Investing in production and distribution
One company to get a jumpstart on the imminent market is Indiva, a licensed producer based in London, Ont.
“We have hired very experienced, senior [consumer packaged goods] executives to manage our production facility and create the most efficient processing space possible,” says Niel Marotta, Indiva’s president and CEO.
The company has invested millions of dollars in extraction and production equipment, including a 70-tonne ethanol extraction system that will annually produce more than 4 million grams of distillate.
“We have also purchased equipment to process some 100 kg of chocolate per hour, allowing us to make tens of millions of chocolates annually at our facility in London,” Marotta says.
To date, Marotta says Indiva has “aggressively” pursued distribution agreements in many provinces.
“There is some education needed here, and luckily there is data available on our product offering, which we hope will allow for a great deal of confidence introducing our licensed products to Canadians.”
Strategic partnerships the ‘fastest route’ to market
With more than 600 applications to cultivate, process or sell cannabis currently pending (some of which have been awaiting detailed review for years) and the timeline to complete security clearances being variable, the ability to predict the time to licensing is extremely limited.
Even with the recent changes announced by Health Canada aimed at trimming wait times, Fraser says Health Canada’s service standard goals are still aspirational. It’s unclear when, if ever, they will be achieved.
“Some looking to enter this space are mitigating the licensing risk by partnering with existing licensed processors who have the capacity to set up manufacturing within their currently licensed site,” Fraser says. “This provides access to cannabis regulatory experience and is likely the fastest route to get to market.”
Marotta says Indiva hasn’t heavily invested in research and development, and instead is pursuing licences with established companies that already sell name brand products, such as Bhang Chocolate and Ruby Sugar.
“This way we piggyback on years of research and development completed by companies that already compete in mature markets,” Marotta says. “We will also look to create Indiva branded product in this segment. However, we believe we are setting up a better risk-adjusted return by starting with licensed products.”
‘Even our brewmaster has a PhD’
Toronto-based Province Brands of Canada is another company getting a headstart on the second wave. The high-end cannabis beverage company is focused on creating a “fermented beer beverage” from cannabis stalks and stems. The process is patent pending.
“The traditional brewing process uses ingredients like barley and yeast, whereas our process substitutes some of the traditional base ingredients and uses cannabis stalks and stems to create the sugars required to brew the beverage,” says Jennifer Thomas, co-founder and chief legal officer of Province Brands.
The company is building what they call the “world’s first cannabis brewery,” a 123,000-sq. ft. facility located in Grimsby, Ont., and has forged research partnerships with academic centres such as Loyalist College in Belleville, Ont., and Western University in London, Ont.
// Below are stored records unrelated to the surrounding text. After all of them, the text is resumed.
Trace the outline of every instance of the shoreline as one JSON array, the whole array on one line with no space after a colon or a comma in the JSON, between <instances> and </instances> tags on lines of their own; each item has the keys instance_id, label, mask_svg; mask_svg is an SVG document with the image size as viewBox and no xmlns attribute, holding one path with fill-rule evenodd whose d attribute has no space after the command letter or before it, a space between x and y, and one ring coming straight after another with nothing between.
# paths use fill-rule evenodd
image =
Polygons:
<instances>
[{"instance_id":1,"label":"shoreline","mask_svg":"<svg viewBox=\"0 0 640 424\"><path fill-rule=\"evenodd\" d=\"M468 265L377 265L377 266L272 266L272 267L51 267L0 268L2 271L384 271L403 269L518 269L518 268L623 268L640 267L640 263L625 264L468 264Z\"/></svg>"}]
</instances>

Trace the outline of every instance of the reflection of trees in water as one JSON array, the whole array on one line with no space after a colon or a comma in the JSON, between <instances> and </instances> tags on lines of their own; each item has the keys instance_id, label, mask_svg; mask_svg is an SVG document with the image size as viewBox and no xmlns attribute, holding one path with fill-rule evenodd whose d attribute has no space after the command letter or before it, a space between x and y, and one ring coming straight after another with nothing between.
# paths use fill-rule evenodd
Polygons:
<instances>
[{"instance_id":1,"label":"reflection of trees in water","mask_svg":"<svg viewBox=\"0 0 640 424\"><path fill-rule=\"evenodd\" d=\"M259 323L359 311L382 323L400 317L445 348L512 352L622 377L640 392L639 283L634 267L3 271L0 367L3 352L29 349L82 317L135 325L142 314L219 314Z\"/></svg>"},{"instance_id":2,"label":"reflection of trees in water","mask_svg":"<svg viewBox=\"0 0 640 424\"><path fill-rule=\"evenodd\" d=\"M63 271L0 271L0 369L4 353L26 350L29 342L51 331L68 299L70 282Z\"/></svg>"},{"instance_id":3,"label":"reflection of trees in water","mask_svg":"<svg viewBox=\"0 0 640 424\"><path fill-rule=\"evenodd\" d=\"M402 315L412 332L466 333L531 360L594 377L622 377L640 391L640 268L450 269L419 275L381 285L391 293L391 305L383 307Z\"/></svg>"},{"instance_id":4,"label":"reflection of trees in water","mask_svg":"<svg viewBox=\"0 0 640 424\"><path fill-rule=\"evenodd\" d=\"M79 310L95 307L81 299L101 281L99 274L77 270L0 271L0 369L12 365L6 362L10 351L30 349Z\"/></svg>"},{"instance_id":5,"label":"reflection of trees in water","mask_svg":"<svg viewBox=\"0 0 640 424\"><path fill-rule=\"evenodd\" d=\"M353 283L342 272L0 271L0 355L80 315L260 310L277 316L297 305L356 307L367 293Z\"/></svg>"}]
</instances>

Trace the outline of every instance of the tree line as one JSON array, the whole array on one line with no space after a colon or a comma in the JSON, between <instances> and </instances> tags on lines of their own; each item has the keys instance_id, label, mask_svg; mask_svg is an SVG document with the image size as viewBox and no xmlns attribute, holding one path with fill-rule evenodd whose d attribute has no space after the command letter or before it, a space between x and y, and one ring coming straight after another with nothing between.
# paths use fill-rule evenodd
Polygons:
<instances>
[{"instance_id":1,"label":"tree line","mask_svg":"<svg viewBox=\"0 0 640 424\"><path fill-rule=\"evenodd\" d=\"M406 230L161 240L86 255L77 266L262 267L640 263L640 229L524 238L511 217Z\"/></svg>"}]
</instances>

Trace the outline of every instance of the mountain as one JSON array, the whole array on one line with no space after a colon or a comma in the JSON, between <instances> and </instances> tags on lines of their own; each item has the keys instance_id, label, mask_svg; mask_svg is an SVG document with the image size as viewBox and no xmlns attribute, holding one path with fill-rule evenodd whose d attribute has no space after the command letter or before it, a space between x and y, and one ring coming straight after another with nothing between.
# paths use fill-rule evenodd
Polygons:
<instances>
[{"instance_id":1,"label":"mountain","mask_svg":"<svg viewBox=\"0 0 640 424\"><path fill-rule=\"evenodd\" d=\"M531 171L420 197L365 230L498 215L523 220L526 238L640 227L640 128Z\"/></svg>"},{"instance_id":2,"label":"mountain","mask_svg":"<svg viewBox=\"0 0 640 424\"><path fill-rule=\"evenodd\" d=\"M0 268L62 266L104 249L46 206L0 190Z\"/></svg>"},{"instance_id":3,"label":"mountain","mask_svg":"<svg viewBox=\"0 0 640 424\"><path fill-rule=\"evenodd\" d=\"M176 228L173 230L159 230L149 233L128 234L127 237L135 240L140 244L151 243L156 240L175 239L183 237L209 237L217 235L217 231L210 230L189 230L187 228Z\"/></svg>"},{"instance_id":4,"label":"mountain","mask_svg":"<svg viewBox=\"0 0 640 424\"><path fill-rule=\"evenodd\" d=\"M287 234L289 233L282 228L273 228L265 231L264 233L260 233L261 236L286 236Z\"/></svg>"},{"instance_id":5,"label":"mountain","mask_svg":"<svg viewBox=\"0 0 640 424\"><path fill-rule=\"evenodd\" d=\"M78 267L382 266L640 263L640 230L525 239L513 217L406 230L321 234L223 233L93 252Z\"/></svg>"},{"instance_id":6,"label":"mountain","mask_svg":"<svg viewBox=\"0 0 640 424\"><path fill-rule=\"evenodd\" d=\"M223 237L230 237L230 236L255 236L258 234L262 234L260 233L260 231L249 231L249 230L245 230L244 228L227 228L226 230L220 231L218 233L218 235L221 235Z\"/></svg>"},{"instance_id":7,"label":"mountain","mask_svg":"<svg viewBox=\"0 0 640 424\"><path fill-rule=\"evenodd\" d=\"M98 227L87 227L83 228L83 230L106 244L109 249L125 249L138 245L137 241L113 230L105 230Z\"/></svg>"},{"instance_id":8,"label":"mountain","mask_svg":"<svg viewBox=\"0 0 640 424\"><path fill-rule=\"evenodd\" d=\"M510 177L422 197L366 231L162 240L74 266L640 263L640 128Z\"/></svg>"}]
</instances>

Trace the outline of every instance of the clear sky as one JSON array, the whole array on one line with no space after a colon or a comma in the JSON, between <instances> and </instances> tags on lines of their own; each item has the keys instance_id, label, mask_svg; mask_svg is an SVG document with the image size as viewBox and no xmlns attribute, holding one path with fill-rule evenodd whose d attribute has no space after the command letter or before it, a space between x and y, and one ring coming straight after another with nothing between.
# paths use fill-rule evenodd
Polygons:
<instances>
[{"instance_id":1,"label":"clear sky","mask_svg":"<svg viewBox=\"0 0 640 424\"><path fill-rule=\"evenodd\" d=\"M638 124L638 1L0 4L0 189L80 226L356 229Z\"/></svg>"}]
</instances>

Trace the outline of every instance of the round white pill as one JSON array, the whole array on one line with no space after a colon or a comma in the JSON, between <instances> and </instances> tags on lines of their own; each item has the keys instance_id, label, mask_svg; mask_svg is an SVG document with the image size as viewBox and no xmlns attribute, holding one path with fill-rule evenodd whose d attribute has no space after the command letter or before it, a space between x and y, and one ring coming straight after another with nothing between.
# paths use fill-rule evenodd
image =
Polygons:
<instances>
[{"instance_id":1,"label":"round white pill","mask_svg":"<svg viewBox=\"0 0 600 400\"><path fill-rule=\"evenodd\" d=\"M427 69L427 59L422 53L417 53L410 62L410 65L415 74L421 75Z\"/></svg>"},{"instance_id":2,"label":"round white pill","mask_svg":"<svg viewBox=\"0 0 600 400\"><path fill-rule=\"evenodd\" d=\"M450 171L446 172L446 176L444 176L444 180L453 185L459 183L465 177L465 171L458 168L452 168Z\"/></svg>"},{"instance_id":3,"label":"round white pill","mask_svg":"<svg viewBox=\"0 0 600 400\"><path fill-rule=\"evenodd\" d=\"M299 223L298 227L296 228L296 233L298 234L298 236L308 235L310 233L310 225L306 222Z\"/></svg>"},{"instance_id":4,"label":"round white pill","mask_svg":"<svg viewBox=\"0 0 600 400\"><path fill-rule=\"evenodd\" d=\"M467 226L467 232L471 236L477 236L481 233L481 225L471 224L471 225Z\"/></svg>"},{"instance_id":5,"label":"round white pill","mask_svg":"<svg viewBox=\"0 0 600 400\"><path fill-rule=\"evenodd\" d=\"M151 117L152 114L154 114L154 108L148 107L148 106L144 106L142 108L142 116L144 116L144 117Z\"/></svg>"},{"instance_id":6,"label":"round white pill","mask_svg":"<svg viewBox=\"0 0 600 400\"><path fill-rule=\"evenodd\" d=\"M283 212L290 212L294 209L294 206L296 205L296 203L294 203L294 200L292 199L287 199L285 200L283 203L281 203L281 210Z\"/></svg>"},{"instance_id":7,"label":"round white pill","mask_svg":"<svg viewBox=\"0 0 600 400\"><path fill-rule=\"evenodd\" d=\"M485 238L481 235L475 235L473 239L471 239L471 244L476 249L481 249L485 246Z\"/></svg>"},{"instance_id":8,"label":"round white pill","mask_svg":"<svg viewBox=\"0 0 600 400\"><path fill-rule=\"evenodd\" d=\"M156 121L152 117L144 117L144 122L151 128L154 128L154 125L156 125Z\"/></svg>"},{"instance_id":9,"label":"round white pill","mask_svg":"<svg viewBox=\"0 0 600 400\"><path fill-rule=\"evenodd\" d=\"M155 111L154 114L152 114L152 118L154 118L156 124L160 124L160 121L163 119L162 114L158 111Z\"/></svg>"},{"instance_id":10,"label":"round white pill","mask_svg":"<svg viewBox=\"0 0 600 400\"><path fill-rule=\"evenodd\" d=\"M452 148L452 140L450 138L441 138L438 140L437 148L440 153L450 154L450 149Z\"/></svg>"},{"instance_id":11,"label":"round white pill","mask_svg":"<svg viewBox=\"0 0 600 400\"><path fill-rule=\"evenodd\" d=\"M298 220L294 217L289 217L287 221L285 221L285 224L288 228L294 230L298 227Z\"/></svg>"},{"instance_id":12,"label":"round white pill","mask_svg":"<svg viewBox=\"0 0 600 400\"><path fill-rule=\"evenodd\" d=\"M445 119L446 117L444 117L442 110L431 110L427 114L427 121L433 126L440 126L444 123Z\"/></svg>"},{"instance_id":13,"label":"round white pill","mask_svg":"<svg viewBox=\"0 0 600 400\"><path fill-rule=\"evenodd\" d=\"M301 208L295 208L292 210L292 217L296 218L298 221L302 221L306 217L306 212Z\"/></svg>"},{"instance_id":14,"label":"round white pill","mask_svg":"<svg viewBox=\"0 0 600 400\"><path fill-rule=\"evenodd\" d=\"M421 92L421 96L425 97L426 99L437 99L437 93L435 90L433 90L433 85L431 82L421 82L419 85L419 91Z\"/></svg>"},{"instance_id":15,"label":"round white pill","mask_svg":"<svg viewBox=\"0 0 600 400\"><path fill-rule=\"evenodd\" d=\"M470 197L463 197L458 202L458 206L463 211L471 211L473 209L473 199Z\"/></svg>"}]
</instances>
“These long-term research partnerships are perfect opportunities to work on the scaling our unique process to brew our beverage,” Thomas says. “Outside of the university system, we have a team of world-class scientists working to further our beverage technology research. Even our brewmaster has a PhD.”
In terms of strategic partners, Province Brands says they have a “strong alliance” with Auxly Cannabis Group and are members of the Cannabis Beverage Producers Alliance. The company already has relationships (and some white label agreements) with a number of beverage manufacturers.
While companies are fervently preparing for this second wave, there’s only so much progress to be made until the finer details are ironed out. Until then, companies moving forward in their anticipatory efforts are charting unknown territory.